Clark et collaborateurs (Australie) ont utilisé des marqueurs spécifiques de cette sous-population de neurones dans un modèle murin de  SLA. Ils apportent la démonstration  qu’il existe bien une diminution du nombre d’interneurones, ce qui suggère qu’il existerait un défaut d’inhibition au sein du système nerveux central dans la SLA. Cette perte de l’inhibition serait elle un mécanisme primaire dans la maladie en conduisant à une  augmentation de l’activité des neurones à terme délétère ? Cette conception semble s’accorder avec le concept général qu’une excitabilité accrue des motoneurones serait impliquée dans leur dégénérescence (on parle d’excitotoxicité), notamment par le biais d’une entrée de calcium dans les cellules nerveuses. Les choses sont en fait bien plus compliquées, comme l’a montré Pico Caroni (Suisse) lors d’une conférence brillante qui a bouleversé bien des idées reçues. Il nous a fait part de sa conception originale du rôle possiblement protecteur de l’excitabilité des motoneurones qui est le fruit de nombreuses années de travaux publiés dans les plus grandes revues. Lorsqu’on administre chez la souris  des agents pharmacologiques qui rendent les motoneurones plus sensibles à une stimulation électrique (« hyperexcitables »),  ceux ci deviennent  résistants au processus de dégénérescence. Une interprétation serait que l’hyperexcitabilité constituerait en fait  mécanisme de compensation visant à protéger les motoneurones. Finalement, on en revient à la question plus générale de comprendre ce qui revient à des mécanismes toxiques ou protecteurs dans la SLA. Une discussion similaire a eu lieu lors d’une session du congrès consacrée au rôle de l’inflammation dans la SLA. Il y a t’il une place pour des thérapeutiques visant à stimuler l’inflammation, classiquement toxique mais  dont des certaines données indiquent qu’elle pourrait être protectrice ? Le débat est ouvert aussi bien dans le domaine de l’inflammation que dans celui de l’excitabilité électrique des neurones.

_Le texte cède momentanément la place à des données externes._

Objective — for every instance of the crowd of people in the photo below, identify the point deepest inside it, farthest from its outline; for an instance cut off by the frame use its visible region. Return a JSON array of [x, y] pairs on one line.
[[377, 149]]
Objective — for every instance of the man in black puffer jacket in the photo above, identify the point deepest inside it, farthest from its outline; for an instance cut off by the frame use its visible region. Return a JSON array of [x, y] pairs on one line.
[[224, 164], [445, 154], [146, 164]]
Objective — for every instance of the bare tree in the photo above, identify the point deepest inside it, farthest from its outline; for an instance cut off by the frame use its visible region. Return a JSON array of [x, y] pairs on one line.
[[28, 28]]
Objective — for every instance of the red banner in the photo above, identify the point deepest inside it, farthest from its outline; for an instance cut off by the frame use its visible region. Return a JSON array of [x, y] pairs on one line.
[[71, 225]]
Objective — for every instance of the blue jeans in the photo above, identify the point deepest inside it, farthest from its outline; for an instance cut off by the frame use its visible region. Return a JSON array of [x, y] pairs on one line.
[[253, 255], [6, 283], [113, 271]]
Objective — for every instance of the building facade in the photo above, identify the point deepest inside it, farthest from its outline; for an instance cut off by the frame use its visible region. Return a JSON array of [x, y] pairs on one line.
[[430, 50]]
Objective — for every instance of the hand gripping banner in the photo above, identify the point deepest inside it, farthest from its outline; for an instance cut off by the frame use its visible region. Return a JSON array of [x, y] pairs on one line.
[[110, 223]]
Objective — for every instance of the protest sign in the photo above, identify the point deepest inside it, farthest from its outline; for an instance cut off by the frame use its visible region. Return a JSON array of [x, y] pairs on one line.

Des études sur le rôle des interneurones chez l’homme sont ainsi indispensables compte tenu des limites des modèles animaux. Un programme de recherche est en cours afin d’analyser ces anomalies en utilisant des méthodes avancées d’électrophysiologie (Dr Véronique Marchand-Pauvert et Dr Pierre-François Pradat)

Le cervelet et les ganglions de la base

Le contrôle de la motricité fait intervenir des structures cérébrales profondes comme les ganglions de la base (FIGURE 3) et le cervelet (FIGURE 4). Par ailleurs,  ces structures ont également une fonction essentielle dans les processus cognitifs. Une étude en IRM présentée par Bede et collaborateurs (Irlande) chez des patients porteurs de la mutation dans le gène C9ORF72 a montré des anomalies des ganglions de la base, comme le noyau caudé dans la SLA. Deux autres communications ont montré que le cervelet n’était pas respecté au cours de la SLA que l’on considère son volume (Tan et collaborateurs, Australie) ou bien des index métaboliques par un méthode  de spectroscopie (Sharma et al , USA).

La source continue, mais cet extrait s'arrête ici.